Time and time again films are released under the guise that they are “based on a true story” or something of the sort, but rarely do those films feel authentic. There have been some awful, contrived Hollywood films this year like “The Vow” or “Chasing Mavericks” that just paste that true story onto a cliche structure of a movie we’ve seen a million times before. Sometimes that true story is essential to believing the film, such as in the case of “Argo.” However, it’s rare that a film based on a true story feels so much like viewing the actual events. Save documentaries, it’s hard to accurately convey events while still maintaining an engaging film. Which is what makes “Zero Dark Thirty,” a recounting of the 10-year manhunt to find and assassinate Osama bin Laden, so impressive.
The Oscar-winning team behind 2009’s “The Hurt Locker” (Director Kathryn Bigelow and screenwriter Mark Boal) have crafted a film that, although full of actors and tailored to work as a film, feels like watching the events from only a few years ago take place. At the same time, it’s an incredibly engaging film that, like “Argo,” keeps you on the edge of your seat even though you know how it ends.
The narrative is simple; the film opens with some devastating 911 recordings from September 11, and continues until the man responsible for them is killed. Much of the first act revolves around the torture and interrogation of detainees associated with bin Laden and al-Qaeda. We’re introduced to our protagonist, CIA analyst Maya (Jessica Chastain), as she observes a number of these sessions. Maya grabs on to a potential lead involving one of bin Laden’s messengers, and spends the next 10 years of her life pursuing it. It feels like a mix of Showtime’s “Homeland” and David Fincher’s “Zodiac;” it’s a film about the process, the massive amounts of work that go into finding these people, and how wrapped up you can become in them. We never see Maya’s family, her friends, her social life: because she has none. This is all she does for those ten years, and you see the toll that takes in her character and especially in Chastain’s performance.

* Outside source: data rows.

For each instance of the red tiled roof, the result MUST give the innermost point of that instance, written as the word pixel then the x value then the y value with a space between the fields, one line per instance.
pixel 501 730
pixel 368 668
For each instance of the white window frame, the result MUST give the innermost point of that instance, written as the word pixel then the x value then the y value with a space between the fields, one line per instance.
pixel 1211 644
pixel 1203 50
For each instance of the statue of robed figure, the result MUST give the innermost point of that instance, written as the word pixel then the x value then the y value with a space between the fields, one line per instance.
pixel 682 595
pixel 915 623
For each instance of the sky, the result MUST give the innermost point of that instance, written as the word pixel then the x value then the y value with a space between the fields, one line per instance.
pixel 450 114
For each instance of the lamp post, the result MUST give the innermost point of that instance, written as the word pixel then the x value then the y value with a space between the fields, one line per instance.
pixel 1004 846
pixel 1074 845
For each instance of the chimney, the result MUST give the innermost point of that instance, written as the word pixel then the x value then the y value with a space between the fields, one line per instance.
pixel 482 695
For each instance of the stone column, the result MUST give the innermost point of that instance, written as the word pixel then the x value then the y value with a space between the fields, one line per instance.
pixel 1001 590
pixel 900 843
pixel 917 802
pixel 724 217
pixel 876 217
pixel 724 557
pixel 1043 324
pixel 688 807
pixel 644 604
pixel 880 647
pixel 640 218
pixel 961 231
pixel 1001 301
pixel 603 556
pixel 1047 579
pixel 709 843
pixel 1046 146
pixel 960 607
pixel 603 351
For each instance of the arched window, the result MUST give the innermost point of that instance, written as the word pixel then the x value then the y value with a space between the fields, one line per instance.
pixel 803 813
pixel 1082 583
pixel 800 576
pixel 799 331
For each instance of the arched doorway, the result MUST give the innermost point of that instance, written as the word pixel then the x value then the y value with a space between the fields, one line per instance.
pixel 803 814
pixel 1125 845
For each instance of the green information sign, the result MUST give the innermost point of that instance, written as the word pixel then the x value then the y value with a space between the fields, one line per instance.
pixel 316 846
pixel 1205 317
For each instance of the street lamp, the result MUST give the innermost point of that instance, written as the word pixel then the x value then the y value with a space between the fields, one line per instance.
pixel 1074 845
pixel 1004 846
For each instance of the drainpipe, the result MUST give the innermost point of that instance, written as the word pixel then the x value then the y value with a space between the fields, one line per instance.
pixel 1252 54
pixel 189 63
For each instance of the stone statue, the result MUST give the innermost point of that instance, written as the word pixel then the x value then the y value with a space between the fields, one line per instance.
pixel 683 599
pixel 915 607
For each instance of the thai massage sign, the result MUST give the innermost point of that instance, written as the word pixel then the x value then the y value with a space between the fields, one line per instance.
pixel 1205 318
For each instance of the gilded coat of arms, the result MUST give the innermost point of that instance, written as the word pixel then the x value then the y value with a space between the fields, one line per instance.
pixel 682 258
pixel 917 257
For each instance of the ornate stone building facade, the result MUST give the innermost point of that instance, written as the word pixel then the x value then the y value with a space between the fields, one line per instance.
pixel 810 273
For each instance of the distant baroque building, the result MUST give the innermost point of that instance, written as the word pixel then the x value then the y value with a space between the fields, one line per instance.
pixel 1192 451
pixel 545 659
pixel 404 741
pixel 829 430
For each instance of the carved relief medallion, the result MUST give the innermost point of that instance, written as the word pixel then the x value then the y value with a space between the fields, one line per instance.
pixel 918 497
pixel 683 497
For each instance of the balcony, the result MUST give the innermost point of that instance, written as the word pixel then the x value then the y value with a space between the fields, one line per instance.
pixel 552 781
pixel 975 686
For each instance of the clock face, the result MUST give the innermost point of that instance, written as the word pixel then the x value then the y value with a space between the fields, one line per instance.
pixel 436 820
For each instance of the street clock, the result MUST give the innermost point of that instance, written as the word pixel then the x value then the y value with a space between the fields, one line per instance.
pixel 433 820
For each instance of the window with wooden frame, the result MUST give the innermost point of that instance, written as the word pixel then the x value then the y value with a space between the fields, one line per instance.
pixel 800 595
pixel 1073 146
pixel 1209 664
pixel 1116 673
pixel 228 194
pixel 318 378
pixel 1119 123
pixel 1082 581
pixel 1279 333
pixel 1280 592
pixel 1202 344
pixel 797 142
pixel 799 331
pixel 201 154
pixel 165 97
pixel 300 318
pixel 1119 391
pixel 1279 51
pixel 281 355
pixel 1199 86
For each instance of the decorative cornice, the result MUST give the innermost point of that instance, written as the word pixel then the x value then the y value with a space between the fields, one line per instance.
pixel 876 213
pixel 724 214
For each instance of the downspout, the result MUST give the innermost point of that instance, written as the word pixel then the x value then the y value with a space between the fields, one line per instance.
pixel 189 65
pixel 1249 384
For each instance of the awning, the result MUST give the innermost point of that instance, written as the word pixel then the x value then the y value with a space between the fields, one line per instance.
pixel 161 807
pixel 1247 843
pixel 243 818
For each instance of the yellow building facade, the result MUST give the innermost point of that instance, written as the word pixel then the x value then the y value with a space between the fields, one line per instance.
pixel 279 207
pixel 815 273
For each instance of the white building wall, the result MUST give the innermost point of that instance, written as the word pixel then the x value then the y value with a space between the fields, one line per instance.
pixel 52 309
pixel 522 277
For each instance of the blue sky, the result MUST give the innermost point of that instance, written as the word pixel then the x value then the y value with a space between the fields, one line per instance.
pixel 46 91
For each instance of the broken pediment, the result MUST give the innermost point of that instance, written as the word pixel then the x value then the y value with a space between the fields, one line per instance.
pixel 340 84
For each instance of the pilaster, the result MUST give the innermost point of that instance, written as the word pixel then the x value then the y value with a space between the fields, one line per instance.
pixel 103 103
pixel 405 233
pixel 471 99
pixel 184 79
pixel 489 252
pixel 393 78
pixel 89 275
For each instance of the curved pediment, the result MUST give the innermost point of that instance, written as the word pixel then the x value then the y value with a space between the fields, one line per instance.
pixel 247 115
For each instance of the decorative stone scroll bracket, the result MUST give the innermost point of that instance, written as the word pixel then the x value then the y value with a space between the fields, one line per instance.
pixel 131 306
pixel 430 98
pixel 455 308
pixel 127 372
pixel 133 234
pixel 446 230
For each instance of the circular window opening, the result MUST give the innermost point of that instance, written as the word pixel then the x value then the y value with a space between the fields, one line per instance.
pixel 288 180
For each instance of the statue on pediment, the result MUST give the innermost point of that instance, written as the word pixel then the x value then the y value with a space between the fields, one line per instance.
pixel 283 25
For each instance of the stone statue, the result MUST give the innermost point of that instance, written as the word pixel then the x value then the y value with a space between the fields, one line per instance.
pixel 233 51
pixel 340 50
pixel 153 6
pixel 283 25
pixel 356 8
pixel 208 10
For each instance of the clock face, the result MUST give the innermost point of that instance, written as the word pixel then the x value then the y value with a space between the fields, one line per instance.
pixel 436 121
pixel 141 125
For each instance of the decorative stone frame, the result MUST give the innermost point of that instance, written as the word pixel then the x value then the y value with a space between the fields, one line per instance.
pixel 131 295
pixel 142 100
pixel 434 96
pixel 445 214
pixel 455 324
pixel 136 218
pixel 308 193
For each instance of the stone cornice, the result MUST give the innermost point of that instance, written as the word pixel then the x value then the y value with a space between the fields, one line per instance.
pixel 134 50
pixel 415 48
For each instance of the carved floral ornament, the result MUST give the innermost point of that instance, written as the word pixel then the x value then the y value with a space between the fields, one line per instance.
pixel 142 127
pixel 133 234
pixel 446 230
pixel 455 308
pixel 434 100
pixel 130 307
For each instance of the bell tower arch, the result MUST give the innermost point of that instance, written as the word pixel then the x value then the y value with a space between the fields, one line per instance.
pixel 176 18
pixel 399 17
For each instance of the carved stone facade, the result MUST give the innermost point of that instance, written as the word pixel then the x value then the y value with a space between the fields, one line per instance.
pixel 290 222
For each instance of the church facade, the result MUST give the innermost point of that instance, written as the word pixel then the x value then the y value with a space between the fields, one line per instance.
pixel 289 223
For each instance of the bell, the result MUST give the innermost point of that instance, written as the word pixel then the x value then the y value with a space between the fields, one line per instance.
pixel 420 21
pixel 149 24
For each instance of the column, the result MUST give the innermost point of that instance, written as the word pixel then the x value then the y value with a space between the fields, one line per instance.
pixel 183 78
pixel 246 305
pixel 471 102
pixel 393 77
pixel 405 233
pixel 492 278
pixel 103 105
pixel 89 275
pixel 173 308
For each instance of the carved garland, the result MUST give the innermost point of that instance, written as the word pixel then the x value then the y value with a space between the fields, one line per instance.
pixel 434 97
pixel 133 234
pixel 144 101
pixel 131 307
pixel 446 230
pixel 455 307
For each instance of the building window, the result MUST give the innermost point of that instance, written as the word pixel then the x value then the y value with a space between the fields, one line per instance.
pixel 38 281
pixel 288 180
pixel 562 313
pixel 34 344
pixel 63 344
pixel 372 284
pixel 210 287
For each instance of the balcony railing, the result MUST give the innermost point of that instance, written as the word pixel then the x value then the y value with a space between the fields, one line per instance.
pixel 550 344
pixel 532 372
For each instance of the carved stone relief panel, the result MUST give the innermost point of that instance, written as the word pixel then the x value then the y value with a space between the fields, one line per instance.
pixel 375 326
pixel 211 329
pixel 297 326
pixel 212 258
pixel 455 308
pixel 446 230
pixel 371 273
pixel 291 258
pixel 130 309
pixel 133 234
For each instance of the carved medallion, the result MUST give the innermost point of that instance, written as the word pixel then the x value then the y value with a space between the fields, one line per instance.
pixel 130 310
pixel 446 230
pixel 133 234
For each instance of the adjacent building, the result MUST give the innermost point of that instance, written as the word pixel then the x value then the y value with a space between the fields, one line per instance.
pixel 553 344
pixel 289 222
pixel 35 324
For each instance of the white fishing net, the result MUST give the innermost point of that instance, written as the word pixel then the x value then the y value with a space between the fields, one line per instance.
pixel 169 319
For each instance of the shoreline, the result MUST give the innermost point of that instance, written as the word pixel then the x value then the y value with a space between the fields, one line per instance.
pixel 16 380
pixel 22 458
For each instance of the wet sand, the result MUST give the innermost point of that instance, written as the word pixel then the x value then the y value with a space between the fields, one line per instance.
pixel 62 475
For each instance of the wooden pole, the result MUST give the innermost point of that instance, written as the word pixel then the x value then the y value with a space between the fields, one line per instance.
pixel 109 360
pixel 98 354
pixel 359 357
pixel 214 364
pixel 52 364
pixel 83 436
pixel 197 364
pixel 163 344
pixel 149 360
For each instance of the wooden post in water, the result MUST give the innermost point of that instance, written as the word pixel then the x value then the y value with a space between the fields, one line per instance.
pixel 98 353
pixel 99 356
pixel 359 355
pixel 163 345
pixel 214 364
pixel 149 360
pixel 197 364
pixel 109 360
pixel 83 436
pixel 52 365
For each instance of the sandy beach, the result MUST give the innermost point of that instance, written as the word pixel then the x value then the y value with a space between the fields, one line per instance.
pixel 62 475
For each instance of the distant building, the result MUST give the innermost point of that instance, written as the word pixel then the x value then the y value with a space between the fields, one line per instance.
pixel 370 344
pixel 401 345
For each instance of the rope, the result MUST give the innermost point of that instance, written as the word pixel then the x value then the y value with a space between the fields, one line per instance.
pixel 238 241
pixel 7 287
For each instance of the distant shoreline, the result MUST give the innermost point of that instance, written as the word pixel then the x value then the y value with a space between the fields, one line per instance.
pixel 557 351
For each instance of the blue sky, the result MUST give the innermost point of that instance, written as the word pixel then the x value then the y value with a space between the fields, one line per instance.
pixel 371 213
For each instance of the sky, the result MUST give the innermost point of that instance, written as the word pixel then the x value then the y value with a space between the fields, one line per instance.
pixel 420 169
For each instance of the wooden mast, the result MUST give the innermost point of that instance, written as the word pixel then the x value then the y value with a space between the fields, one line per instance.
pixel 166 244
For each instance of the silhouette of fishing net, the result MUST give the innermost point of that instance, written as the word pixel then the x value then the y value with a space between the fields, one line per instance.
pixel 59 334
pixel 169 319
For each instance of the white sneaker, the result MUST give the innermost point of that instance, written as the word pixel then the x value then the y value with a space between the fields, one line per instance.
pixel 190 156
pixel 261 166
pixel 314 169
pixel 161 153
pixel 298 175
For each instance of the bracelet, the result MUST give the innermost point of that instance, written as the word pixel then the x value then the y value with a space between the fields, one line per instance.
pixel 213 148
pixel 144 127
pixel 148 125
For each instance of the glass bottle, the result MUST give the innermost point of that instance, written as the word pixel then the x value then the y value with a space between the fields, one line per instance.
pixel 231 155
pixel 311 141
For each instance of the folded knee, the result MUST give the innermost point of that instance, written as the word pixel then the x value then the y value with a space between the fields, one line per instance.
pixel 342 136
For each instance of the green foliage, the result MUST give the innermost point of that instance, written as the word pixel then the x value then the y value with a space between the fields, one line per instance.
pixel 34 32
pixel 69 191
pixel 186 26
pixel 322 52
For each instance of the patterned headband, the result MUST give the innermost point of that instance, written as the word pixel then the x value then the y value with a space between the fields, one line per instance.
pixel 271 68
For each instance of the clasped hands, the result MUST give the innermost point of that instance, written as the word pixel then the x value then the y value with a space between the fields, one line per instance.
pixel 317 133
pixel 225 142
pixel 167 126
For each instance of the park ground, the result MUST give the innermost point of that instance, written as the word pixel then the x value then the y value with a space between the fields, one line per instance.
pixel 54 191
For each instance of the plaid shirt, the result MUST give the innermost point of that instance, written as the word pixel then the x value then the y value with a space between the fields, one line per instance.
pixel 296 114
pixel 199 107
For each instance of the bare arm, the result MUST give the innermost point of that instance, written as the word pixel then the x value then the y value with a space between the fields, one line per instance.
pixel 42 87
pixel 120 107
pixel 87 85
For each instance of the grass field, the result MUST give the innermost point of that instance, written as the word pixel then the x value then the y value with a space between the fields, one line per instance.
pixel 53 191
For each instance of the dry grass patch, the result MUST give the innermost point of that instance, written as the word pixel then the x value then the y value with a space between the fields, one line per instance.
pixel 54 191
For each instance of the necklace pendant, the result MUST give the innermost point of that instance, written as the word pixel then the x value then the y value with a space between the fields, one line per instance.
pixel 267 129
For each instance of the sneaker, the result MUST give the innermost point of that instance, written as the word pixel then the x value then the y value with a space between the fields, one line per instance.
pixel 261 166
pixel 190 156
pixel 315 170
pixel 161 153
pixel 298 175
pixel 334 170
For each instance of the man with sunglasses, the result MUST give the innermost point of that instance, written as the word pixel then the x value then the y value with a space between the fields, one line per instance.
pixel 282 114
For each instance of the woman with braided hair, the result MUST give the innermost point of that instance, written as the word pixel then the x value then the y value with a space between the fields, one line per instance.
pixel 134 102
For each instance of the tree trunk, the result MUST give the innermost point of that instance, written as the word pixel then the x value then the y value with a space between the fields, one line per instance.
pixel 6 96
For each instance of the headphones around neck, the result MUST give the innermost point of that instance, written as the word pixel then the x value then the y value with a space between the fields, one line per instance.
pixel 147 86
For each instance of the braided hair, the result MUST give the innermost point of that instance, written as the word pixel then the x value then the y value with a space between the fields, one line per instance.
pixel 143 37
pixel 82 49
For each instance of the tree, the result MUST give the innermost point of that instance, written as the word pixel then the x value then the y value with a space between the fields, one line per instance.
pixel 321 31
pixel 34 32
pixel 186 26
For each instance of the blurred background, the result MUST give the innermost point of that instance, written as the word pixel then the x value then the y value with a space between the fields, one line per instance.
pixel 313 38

Chastain is phenomenal in the lead, probably the best work she’s done yet, but she also has a great supporting cast behind her. The film is full of actors like Edgar Ramirez, Mark Strong or James Gandolfini that come for only a few scenes but manage to make a big impact. Relative newcomer Jason Clarke is perhaps the most surprising standout, he manages to be terrifying and brutal in the scenes involving torture, and yet outside of them still charismatic and likeable.
Bigelow displays the same talent she had in “The Hurt Locker” for building tension with such simple shots, but here it’s even more refined, with less shaky-cam and a third act that had me almost unable to breathe. Boal as well does a great job condensing down the 10 years into a film that manages to show how long the process took without feeling like an overlong film.
What’s really incredible is all the details in the film that we haven’t really been exposed to before. Boal did a lot of research and uncovering to attempt to make this as accurate as possible. The film opens with a card explaining that information was compiled from various anonymous sources inside the mission, and the film seems to be as close to the truth as possible. They even go through the painstaking process of replicating real locations, most notably bin Laden’s compound, and mixing what they shot in with news footage.
“Zero Dark Thirty” is easily one of the best films of the year, and surely is something that journalists and filmmakers alike can look to for guidance. This is a gripping film that also functions as somewhat of an expose article (it even has a subheading structure throughout), and is anchored by some fantastic performances and great direction. Bigelow and co. may be headed for another Oscar win, and that’d be just fine by me.